De indieners spreken tevens over een toename van het aantal gezinnen met tweeverdieners en een toenemende arbeidsparticipatie van vrouwen. Aangezien het in de Nederlandse praktijk zeer vaak gaat om relatief kleine deeltijdbanen, zouden deze leden het op prijs stellen wanneer de indieners met een getalsmatige onderbouwing meer inzicht zouden geven in het aantal uren dat beide partners in Nederland gemiddeld werken. Hoe groot is de deeltijdfactor? Zou het niet juist zo kunnen zijn dat het toenemend aantal deeltijdbanen ervoor zorgt dat de door de indieners gesignaleerde problemen rond de ruime openingstijden in Nederland er eigenlijk niet of nauwelijks zijn? Graag zouden deze leden tevens een internationale vergelijking ontvangen van de verhouding van het aantal openingsuren, het aantal arbeidsuren en het voorkomen van deeltijdbanen in de omringende landen om op deze wijze het wetsvoorstel in een breder internationaal perspectief te kunnen beoordelen.
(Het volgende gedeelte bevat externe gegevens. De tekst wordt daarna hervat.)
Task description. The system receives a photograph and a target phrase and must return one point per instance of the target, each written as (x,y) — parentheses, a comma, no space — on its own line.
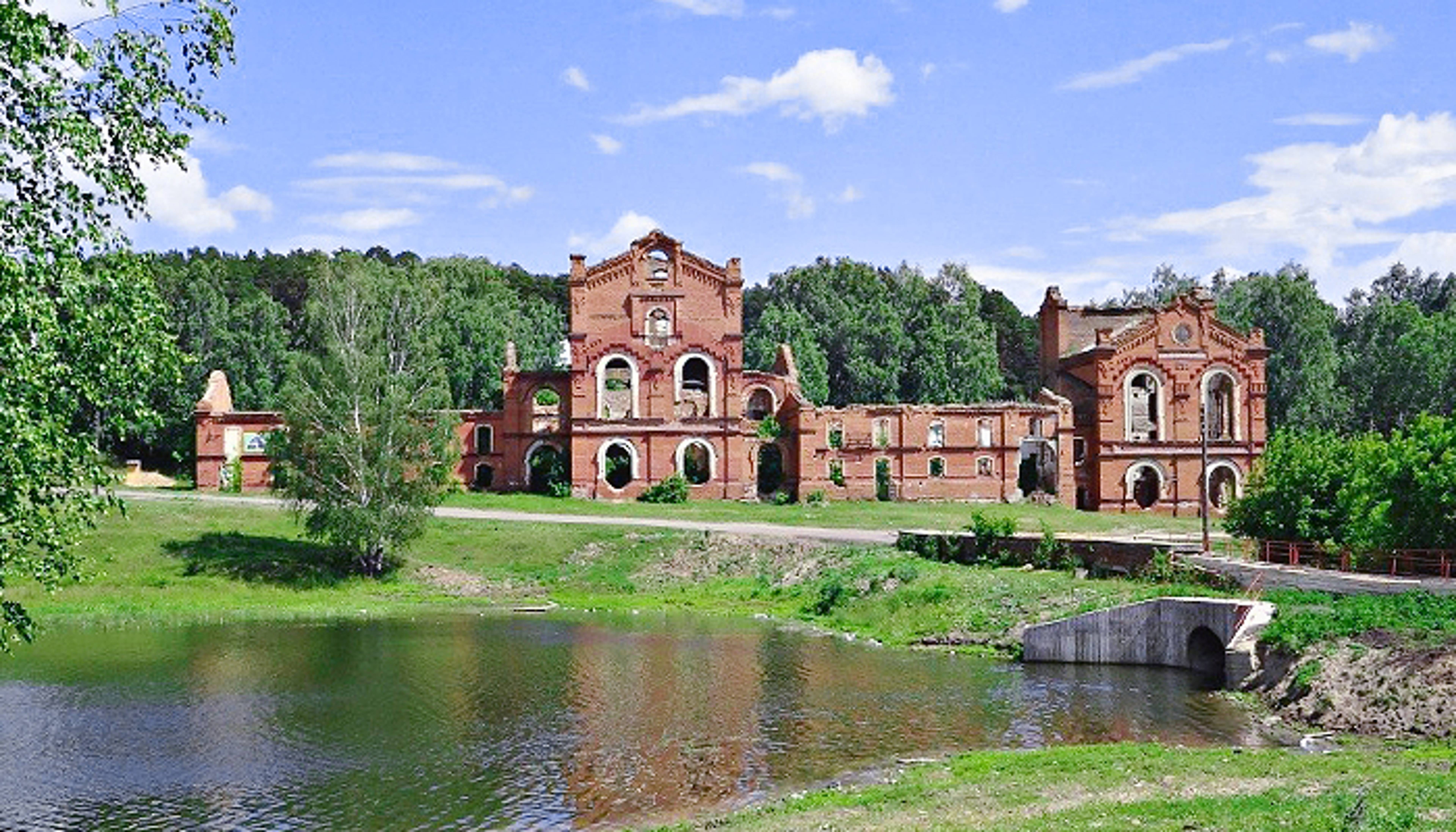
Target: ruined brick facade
(656,387)
(1139,382)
Bij de behandeling van de gevolgen van het wetsvoorstel voor werknemers en werkgevers missen deze leden de aandacht voor diverse relevante categorieën. Kunnen de indieners een inschatting maken van de (economische) gevolgen van het wetsvoorstel voor kleine ondernemers die om allerlei redenen hechten aan een vrije zondag? Kennen zij de klacht van tal van kleine ondernemers dat zij helemaal niet zitten te wachten op extra koopzondagen, maar dat zij door enorme concurrentie door grootwinkelbedrijven min of meer gedwongen worden om de keuze te maken tussen gedwongen op zondag open zijn of hun bedrijf sluiten?

Ook zouden deze leden graag inzicht ontvangen in de cijfers ten aanzien van daling van het aantal kleine ondernemers in de achterliggende veertien jaar.
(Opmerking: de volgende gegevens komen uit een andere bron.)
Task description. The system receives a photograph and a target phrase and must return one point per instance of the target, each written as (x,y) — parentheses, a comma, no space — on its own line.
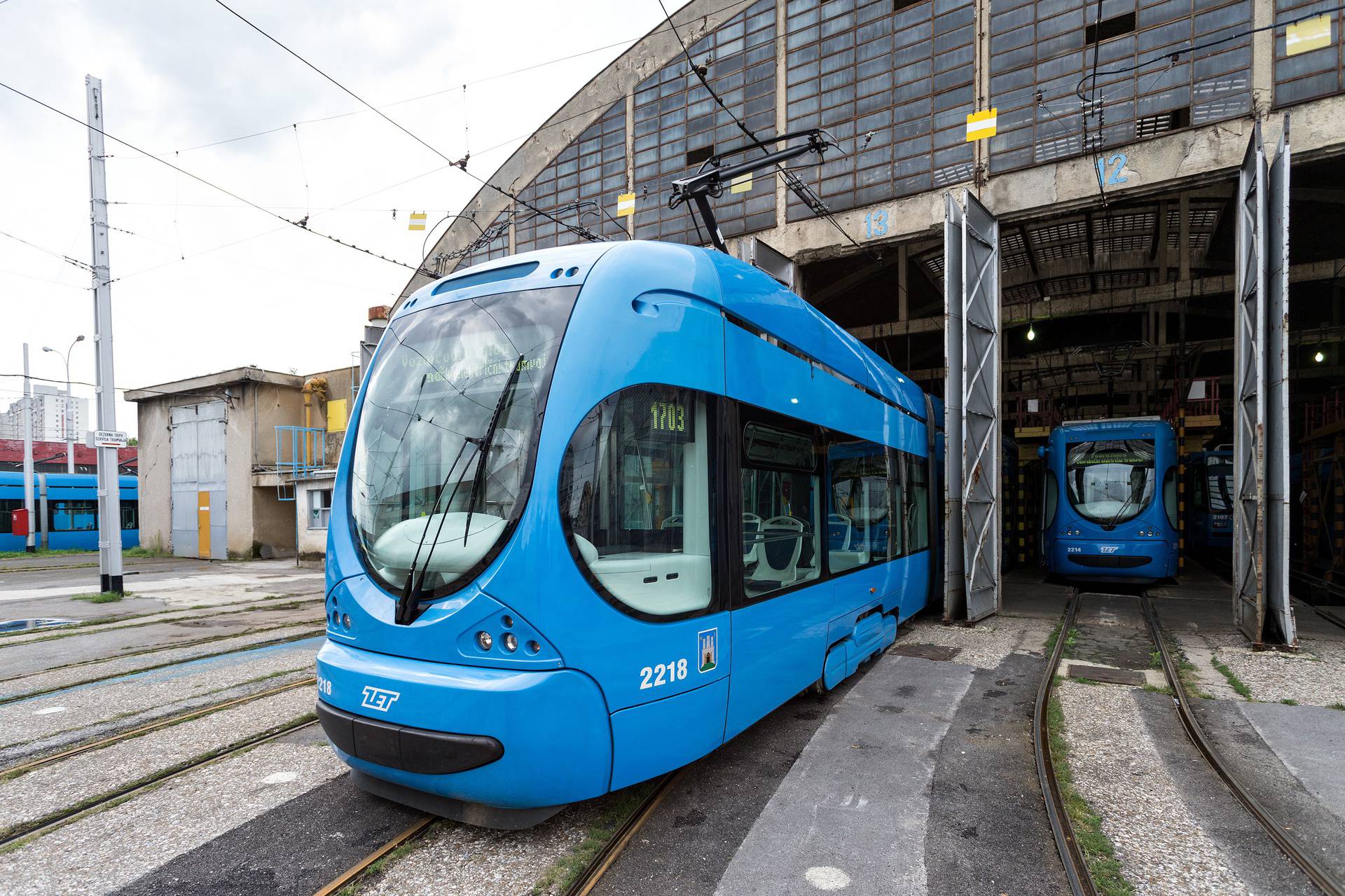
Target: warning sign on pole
(1311,34)
(981,125)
Daarnaast missen deze leden aandacht voor de werknemers die om welke reden ook (godsdienst, familie, sociale leven etc.) op zondag niet willen werken. Genoemde leden vragen hoe de indieners het perspectief van deze groep zien. Delen zij de analyse dat naarmate het aantal koopzondagen (sterk) toeneemt, er steeds minder personeel beschikbaar is dat ook bereid is om op zondag te werken, omdat hun sociale leven nog meer dan in de huidige situatie belemmerd wordt en dat dit nog eens versterkt wordt als de toeslagen voor werken op zondag steeds meer onder druk komen te staan? In dit verband vragen deze leden aandacht voor de positie van winkeliers in winkelcentra en Woonmalls die zich geconfronteerd zien met bijvoorbeeld boetes of andere maatregelen wanneer zij hun winkel op koopzondagen niet of niet elke zondag open willen stellen. Wat vinden de indieners van een dergelijke inperking van de vrijheid van ondernemers? Zijn zij met deze leden van mening dat hiertegen maatregelen nodig zijn?
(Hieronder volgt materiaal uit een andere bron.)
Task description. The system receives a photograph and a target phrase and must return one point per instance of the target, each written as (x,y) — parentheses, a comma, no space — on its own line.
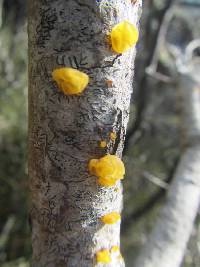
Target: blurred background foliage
(153,145)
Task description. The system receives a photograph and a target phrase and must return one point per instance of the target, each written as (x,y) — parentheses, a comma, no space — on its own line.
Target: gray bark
(64,131)
(167,243)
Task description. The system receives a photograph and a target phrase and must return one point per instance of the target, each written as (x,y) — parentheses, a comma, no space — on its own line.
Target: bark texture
(64,131)
(167,243)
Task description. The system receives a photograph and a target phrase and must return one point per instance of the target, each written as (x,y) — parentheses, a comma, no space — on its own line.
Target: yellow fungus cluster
(103,256)
(115,249)
(102,144)
(70,81)
(109,83)
(109,169)
(111,218)
(123,36)
(113,136)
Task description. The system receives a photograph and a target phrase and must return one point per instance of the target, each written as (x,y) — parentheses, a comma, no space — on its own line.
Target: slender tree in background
(65,131)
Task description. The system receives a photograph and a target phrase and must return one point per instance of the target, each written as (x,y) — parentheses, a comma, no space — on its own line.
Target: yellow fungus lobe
(111,218)
(70,81)
(113,136)
(109,169)
(109,83)
(102,144)
(103,256)
(115,249)
(123,36)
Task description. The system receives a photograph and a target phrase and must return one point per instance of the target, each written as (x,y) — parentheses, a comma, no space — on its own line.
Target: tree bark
(167,243)
(64,131)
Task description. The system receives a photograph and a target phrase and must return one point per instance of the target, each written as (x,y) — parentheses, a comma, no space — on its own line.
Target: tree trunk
(64,131)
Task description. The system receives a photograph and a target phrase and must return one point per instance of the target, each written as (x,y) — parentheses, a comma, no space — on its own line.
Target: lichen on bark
(64,131)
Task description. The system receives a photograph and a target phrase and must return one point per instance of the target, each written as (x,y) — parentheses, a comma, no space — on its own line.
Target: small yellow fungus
(70,81)
(109,169)
(106,182)
(111,218)
(123,36)
(109,83)
(115,249)
(103,144)
(113,136)
(120,257)
(103,256)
De indieners stellen in de memorie van toelichting op onderhavig wetsvoorstel2 dat zij zich niet kunnen vinden in de gedachtegang dat grote winkelketens door schaalvoordelen meer zouden kunnen profiteren van koopzondagen. De leden van de SGP-fractie vragen of de indieners dan wel erkennen dat die effecten er ook daadwerkelijk zijn.

Terecht halen de initiatiefnemers het evaluatierapport van de Winkeltijdenwet3 aan. Daarin is te lezen dat de meerderheid van kleine en grote ondernemers tevreden is met de huidige openingstijden. Deze leden vragen waarom de indieners zoveel moeite doen voor uitbreiding van koopzondagen terwijl het blijkbaar niet nodig is. Kunnen zij dit nader toelichten?

Genoemde leden vernemen verder graag van de indieners of zij bijvoorbeeld door nader onderzoek te doen naar de wensen van winkeliers duidelijkheid hebben gekregen over de wensen van deze groep. Hoe zijn zij tot de vaststelling gekomen dat winkeliers graag meer koopzondagen willen?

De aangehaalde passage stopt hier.